Oberweis, 56, has lost fifty pounds since the last campaign and has been planning yesterday's Chicago Stock Exchange announcement and the three day fly around the state for weeks.
"Jim has been meeting with potential supporters in all four corners of the state and in the nation's capital," spokesperson Kelly O'Brien said recently. "We were very pleased with the tremendous turnout we received in D.C. last week."
Being a statewide candidate once before, Oberweis already has made notable political connections, both locally and nationally. The New Republican Majority Fund, an influential political action committee based in Virginia, gave Oberweis $10,000 in the days and weeks after the 2002 GOP primary.

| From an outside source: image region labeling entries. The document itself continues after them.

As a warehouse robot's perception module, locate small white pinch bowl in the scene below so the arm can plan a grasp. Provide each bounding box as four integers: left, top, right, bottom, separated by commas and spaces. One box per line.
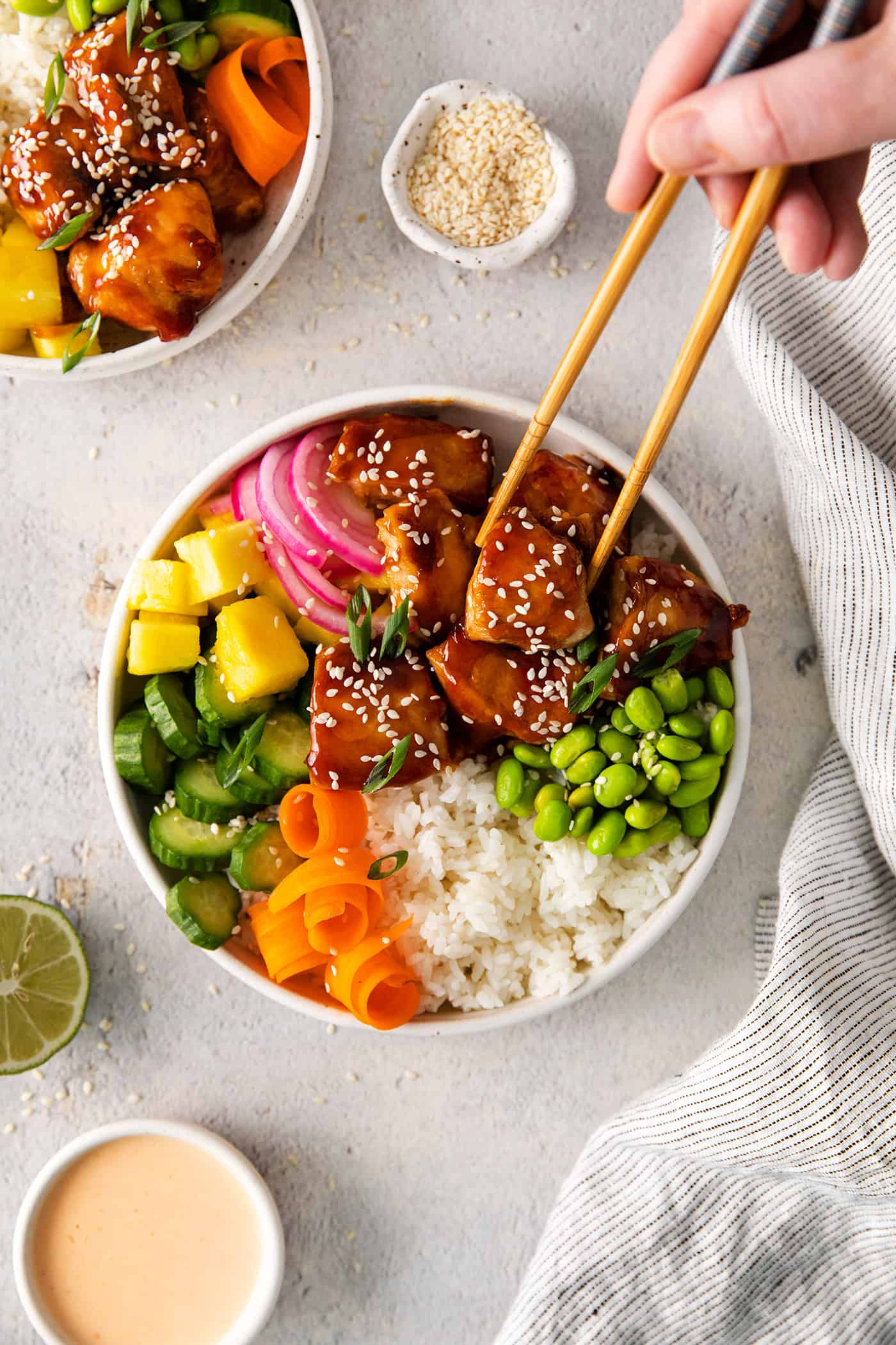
12, 1119, 285, 1345
381, 79, 576, 270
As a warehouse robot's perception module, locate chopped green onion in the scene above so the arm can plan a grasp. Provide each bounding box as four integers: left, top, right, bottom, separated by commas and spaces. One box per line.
62, 314, 102, 374
380, 599, 410, 663
346, 584, 372, 663
35, 210, 92, 252
628, 625, 703, 677
360, 733, 410, 794
140, 19, 203, 51
221, 710, 268, 789
569, 654, 619, 714
367, 850, 408, 878
43, 51, 66, 121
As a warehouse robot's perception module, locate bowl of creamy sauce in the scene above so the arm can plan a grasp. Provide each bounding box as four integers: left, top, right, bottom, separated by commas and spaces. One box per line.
13, 1120, 284, 1345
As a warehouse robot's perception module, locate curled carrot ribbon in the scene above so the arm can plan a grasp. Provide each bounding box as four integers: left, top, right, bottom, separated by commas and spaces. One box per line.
206, 38, 311, 187
324, 920, 420, 1031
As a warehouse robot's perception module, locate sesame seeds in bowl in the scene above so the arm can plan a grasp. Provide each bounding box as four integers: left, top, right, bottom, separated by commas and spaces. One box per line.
381, 79, 576, 270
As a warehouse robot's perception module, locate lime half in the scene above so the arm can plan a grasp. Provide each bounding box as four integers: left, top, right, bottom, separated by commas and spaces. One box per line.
0, 896, 90, 1075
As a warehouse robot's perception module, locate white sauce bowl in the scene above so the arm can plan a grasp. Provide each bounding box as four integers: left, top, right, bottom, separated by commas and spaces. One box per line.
12, 1120, 285, 1345
98, 385, 751, 1037
0, 0, 332, 387
380, 79, 576, 270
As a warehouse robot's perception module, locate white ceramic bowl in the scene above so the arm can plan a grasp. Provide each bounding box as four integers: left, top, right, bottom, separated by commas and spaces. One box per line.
98, 386, 751, 1036
0, 0, 332, 387
12, 1120, 285, 1345
380, 79, 576, 270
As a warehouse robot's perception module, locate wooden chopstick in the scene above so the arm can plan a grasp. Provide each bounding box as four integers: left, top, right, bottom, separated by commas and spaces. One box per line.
476, 0, 790, 546
588, 0, 865, 592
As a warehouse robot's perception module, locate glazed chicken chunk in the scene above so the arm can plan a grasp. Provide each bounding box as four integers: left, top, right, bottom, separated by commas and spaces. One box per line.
63, 10, 202, 172
464, 508, 595, 651
308, 639, 451, 789
330, 414, 493, 512
510, 448, 628, 557
68, 182, 223, 341
377, 490, 477, 640
603, 556, 749, 701
0, 106, 131, 242
426, 625, 585, 746
183, 83, 265, 234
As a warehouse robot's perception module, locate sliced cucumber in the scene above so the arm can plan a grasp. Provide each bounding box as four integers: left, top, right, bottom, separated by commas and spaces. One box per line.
143, 673, 202, 761
205, 0, 298, 52
215, 748, 285, 809
230, 822, 300, 892
196, 650, 275, 728
175, 757, 242, 822
149, 809, 237, 873
111, 705, 171, 794
254, 706, 311, 789
166, 873, 242, 948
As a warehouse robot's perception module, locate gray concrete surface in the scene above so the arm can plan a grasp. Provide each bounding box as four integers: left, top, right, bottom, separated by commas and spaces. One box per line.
0, 0, 828, 1345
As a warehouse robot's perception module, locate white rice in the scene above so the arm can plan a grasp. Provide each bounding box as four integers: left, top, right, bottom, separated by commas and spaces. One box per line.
0, 10, 74, 205
367, 759, 697, 1011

Oberweis received financial backing last year from the powerful U.S. House Speaker Dennis Hastert (R-Oswego) who not only gave him funds from his own campaign coffers, but pulled in $10,000 from his Keep Our Majority-PAC (KOM-PAC).
Oberweis declined last month to tell the Congressional news source The Hill whether Hastert will be supporting him in 2004. John Feehery, Hastert's spokesman, told The Hill that the Speaker "has yet to get behind a candidate."

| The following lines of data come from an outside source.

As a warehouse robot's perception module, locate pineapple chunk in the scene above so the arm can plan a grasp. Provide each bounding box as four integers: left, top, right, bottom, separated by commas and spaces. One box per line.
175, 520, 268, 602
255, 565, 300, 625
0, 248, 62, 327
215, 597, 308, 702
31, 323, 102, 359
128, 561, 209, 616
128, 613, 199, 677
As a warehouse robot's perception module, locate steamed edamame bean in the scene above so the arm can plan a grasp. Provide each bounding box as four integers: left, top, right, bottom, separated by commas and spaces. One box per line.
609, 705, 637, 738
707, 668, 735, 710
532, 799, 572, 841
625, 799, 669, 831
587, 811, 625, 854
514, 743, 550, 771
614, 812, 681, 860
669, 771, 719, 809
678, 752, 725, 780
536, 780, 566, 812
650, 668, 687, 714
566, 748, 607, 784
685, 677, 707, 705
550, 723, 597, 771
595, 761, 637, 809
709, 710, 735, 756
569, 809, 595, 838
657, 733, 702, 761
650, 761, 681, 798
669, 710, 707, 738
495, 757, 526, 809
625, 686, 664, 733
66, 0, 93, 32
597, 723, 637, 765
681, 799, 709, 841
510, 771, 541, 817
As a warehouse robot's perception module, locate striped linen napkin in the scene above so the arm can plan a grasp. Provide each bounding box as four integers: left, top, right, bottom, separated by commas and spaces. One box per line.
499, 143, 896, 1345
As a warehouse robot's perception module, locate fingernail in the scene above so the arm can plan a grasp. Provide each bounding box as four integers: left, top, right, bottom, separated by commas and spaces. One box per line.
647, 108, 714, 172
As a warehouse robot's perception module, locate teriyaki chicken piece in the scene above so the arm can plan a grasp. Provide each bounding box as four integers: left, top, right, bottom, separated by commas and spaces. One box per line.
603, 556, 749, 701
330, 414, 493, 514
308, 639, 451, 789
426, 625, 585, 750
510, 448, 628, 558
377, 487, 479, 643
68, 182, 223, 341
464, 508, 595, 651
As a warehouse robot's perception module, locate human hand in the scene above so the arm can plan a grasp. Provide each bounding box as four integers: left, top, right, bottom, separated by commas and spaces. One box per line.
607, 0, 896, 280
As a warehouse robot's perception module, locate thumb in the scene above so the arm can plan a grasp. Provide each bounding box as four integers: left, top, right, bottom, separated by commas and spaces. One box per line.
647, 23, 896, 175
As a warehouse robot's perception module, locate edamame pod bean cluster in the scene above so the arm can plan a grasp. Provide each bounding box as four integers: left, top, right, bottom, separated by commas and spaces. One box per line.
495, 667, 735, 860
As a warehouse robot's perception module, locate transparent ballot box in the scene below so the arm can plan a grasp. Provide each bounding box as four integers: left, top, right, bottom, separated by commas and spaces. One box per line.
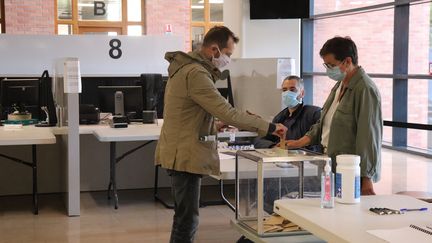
236, 148, 327, 237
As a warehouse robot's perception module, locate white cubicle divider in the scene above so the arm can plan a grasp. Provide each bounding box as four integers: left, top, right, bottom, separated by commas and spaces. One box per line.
223, 58, 296, 120
0, 34, 183, 216
0, 34, 183, 76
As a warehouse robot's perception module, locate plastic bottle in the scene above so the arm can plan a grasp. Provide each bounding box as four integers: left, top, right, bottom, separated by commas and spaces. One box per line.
321, 158, 334, 208
336, 154, 360, 204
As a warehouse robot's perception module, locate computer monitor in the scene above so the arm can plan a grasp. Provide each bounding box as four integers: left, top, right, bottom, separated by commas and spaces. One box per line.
98, 86, 143, 119
0, 79, 41, 119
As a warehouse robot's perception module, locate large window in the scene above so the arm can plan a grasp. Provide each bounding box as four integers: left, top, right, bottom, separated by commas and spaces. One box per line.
302, 0, 432, 152
0, 0, 6, 33
56, 0, 145, 35
191, 0, 224, 50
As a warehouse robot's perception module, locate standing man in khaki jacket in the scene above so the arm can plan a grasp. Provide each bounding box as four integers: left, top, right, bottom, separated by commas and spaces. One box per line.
156, 26, 286, 243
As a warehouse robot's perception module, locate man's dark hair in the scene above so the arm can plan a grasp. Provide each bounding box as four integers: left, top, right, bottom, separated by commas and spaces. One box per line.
203, 26, 239, 49
320, 36, 358, 65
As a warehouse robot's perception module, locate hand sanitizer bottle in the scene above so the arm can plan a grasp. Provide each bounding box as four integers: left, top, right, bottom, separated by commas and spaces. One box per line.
321, 158, 334, 208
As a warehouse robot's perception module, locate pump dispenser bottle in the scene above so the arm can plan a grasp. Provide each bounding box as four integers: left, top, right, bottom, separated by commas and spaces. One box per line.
321, 158, 334, 208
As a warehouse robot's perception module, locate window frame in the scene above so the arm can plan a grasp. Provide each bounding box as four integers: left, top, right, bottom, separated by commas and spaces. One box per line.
54, 0, 146, 35
300, 0, 432, 154
189, 0, 224, 48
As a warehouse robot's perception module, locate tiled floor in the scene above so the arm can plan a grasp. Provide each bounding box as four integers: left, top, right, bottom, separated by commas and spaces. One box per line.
0, 149, 432, 243
0, 190, 240, 243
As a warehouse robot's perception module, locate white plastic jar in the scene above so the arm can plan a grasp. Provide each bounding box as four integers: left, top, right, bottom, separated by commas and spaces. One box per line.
335, 154, 360, 204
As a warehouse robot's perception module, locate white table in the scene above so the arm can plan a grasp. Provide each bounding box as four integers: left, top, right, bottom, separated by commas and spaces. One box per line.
93, 124, 162, 209
0, 126, 56, 214
274, 195, 432, 243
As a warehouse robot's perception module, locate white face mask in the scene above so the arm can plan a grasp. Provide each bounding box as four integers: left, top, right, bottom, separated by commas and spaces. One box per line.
212, 48, 231, 69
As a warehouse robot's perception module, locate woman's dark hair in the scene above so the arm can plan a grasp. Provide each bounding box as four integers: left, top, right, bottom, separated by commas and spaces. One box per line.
203, 26, 239, 49
320, 36, 358, 65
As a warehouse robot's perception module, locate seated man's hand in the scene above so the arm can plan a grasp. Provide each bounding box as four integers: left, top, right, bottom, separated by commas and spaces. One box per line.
215, 120, 228, 132
286, 136, 311, 149
272, 123, 288, 138
246, 110, 261, 118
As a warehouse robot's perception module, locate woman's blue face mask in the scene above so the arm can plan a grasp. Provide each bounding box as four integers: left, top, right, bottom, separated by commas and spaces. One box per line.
282, 90, 301, 108
324, 60, 346, 81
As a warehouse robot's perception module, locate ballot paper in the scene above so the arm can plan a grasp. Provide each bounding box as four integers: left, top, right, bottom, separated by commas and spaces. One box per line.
63, 58, 81, 94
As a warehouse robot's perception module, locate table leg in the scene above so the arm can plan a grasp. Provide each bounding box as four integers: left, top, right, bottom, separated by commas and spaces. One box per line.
299, 162, 304, 198
32, 145, 39, 215
110, 142, 118, 209
219, 179, 235, 212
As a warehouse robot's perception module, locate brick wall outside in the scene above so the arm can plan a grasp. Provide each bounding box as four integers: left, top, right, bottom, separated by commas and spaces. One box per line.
146, 0, 191, 51
5, 0, 55, 35
313, 0, 430, 148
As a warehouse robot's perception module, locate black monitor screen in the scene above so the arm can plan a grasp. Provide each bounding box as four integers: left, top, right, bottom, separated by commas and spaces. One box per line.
250, 0, 309, 19
98, 86, 143, 119
0, 79, 40, 119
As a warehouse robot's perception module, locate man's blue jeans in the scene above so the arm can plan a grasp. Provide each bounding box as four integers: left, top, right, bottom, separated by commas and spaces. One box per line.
168, 170, 202, 243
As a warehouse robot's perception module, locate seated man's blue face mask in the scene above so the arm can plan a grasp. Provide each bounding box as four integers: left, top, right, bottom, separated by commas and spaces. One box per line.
282, 90, 301, 108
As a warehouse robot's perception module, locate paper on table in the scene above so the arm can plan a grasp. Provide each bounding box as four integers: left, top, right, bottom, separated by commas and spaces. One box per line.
367, 226, 432, 243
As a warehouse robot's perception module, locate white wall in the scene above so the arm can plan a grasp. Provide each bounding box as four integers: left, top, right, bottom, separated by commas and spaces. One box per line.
224, 0, 300, 75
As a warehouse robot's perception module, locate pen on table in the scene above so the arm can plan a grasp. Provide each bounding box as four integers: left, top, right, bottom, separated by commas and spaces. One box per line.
400, 208, 427, 212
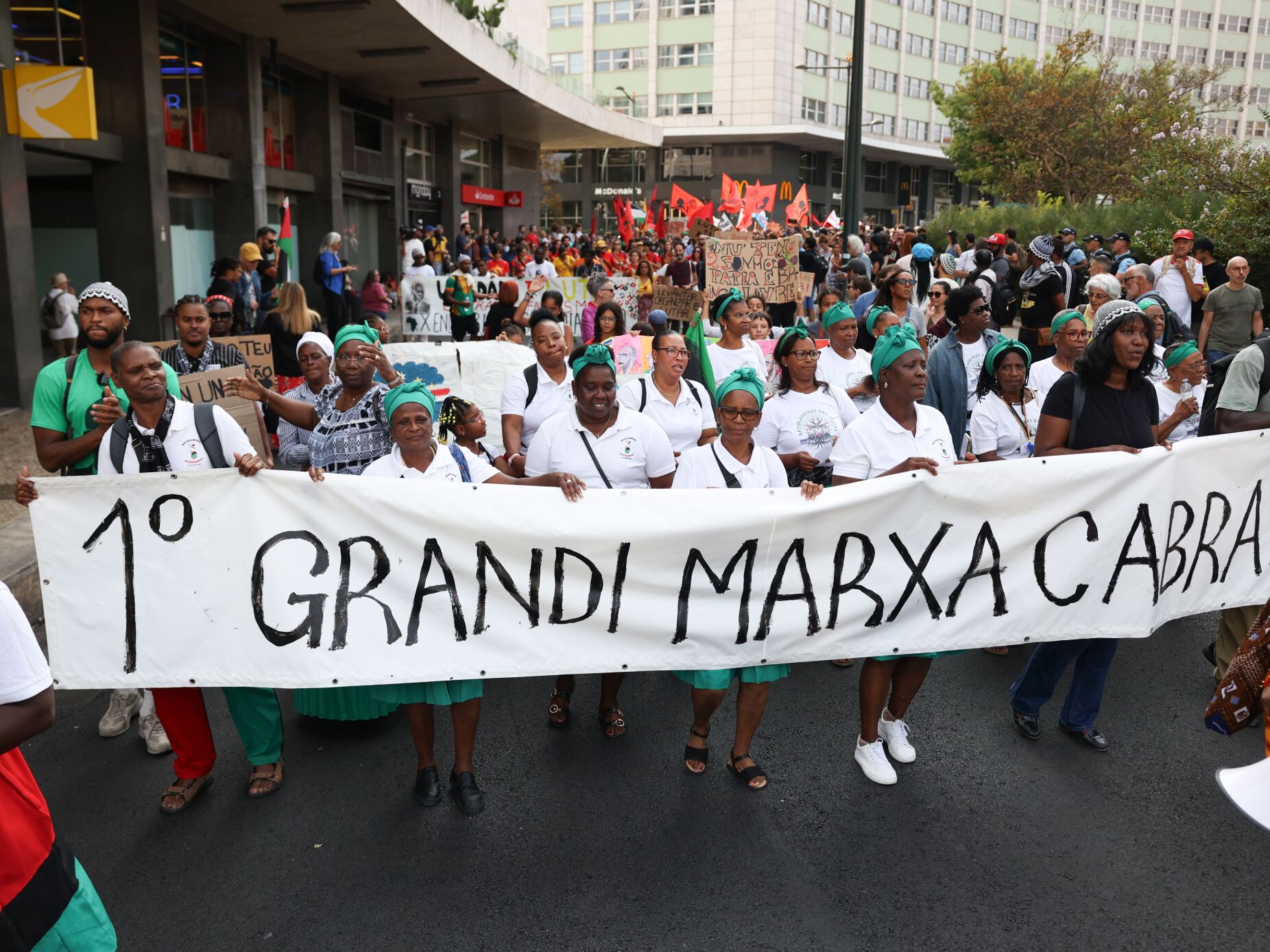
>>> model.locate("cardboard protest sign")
[176,365,272,462]
[705,235,800,304]
[151,334,277,390]
[653,284,705,321]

Other political notables that contributed to Oberweis in 2002 include State Senator Steve Rauschenberger (R-Elgin) who gave Oberweis $400, Craig and Janet Duchossios, who gave him $1000 each, and the Duchossios Industry PAC that donated $10,000.

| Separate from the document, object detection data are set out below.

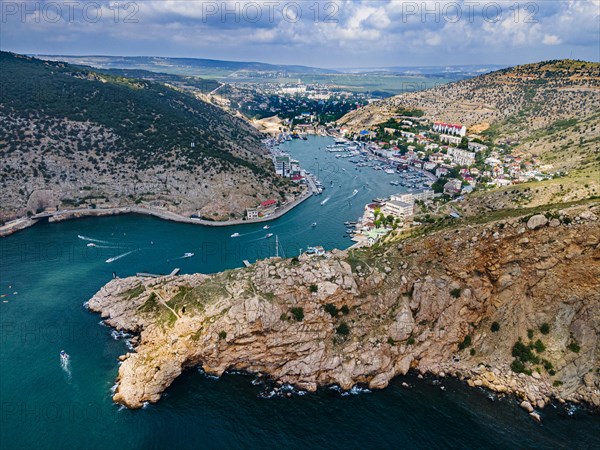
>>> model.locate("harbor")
[0,137,597,448]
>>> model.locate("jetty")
[135,267,181,278]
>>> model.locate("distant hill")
[339,60,600,166]
[36,55,337,76]
[339,60,600,212]
[0,52,298,219]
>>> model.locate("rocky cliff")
[0,52,298,224]
[88,204,600,414]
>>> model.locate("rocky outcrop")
[88,206,600,412]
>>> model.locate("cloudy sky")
[0,0,600,67]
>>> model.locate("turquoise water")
[0,138,600,449]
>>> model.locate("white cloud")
[542,34,562,45]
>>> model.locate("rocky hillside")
[88,202,600,414]
[340,60,600,138]
[0,52,290,221]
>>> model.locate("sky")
[0,0,600,68]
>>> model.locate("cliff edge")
[88,203,600,410]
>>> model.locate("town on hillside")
[255,105,561,246]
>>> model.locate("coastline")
[86,209,600,414]
[0,190,313,238]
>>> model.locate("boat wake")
[106,250,137,264]
[60,358,72,381]
[321,196,331,206]
[77,234,110,244]
[87,242,121,250]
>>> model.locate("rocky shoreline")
[87,205,600,414]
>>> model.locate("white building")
[433,122,467,136]
[467,141,487,152]
[381,200,414,217]
[273,154,292,177]
[390,189,434,204]
[448,147,475,166]
[440,134,462,145]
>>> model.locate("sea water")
[0,137,600,450]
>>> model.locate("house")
[444,179,462,195]
[433,122,467,136]
[246,208,258,220]
[467,141,488,153]
[381,200,414,217]
[448,147,475,166]
[440,134,462,145]
[390,189,434,204]
[435,167,448,178]
[260,200,277,208]
[273,154,292,178]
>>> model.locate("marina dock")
[135,267,181,278]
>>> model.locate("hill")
[39,55,337,76]
[0,52,298,220]
[87,202,600,410]
[340,60,600,136]
[339,60,600,214]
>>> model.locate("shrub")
[510,358,525,373]
[335,322,350,336]
[533,339,546,353]
[542,359,554,372]
[567,341,581,353]
[512,339,540,364]
[323,303,338,317]
[290,306,304,322]
[458,334,471,350]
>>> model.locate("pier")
[135,267,181,278]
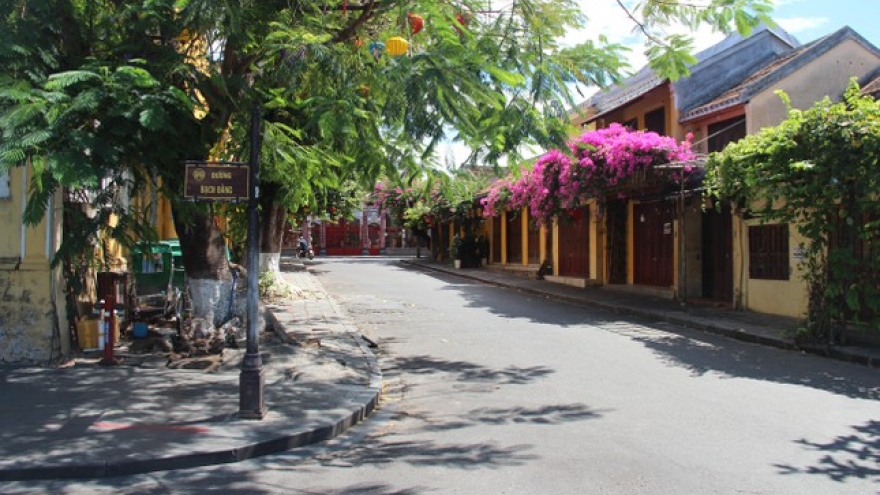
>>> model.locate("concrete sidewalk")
[403,258,880,368]
[0,270,382,481]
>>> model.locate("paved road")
[10,259,880,495]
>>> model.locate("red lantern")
[385,36,409,57]
[406,12,425,34]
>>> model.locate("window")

Altogether, Oberweis raised $233,309 in individual contributions and $37,400 in PAC contributions during the 2002 campaign. The vast majority of his 2002 funding was a loan he made to himself of $1 million.
Evidently, Jim Oberweis saw himself as a good investment.
Not only is Oberweis noted for his successful dairy business, he is well-respected for his knowledge and shrewdness in financial investing. He founded Oberweis Securities in the seventies and the firm has gained international attention.
Forbes.com recommends Oberweis' financial newsletter to its readers. The Oberweis Report features recommendations for stock investments.
Oberweis, who, at times, seems uncomfortable talking about social issues such as abortion and gun control, is completely at ease when talking about financial investments and business ventures.
He displays his expertise on stock recommendations on the Forbes website at Forbes Focus , and comfortably shares his enthusiasm about investing in Chico's clothing stores and Panera's Bakeries.
Oberweis' model portfolio, the Forbes.com video-taped segment says, has produced an average of 14.8% annual return on investments since 1988, compared to the Wilshire 5000's 11.1% annual gain.
During the summer months, Oberweis' family-owned business, Oberweis Dairy has stepped up a media campaign to promote new ice cream stores springing up throughout Illinois. At the same time new stores appear, residents in the surrounding areas are also receiving telemarketing calls to promote home deliveries of Oberweis products.
These marketing strategies are being scrutinized by fellow candidates, both Democrats and Republicans. The Oberweis campaign spokesperson Kelly O'Brien said that their lawyers had already been assessing any potential weaknesses of the advertising campaign and its timing, but have been counseled that the commercials were within the bounds of campaign law.
Oberweis himself ultimately decided that his decision to run for U.S. Senate should not hinder the company's expansion or undermine his employees' welfare and economic security. With that in mind, Oberweis gave the okay to proceed with the advertising campaign.
Oberweis, a who has an Master's in Business Administration from the University of Chicago is recently divorced, has five children, ranging in age from 34 to 23, and eight grandchildren.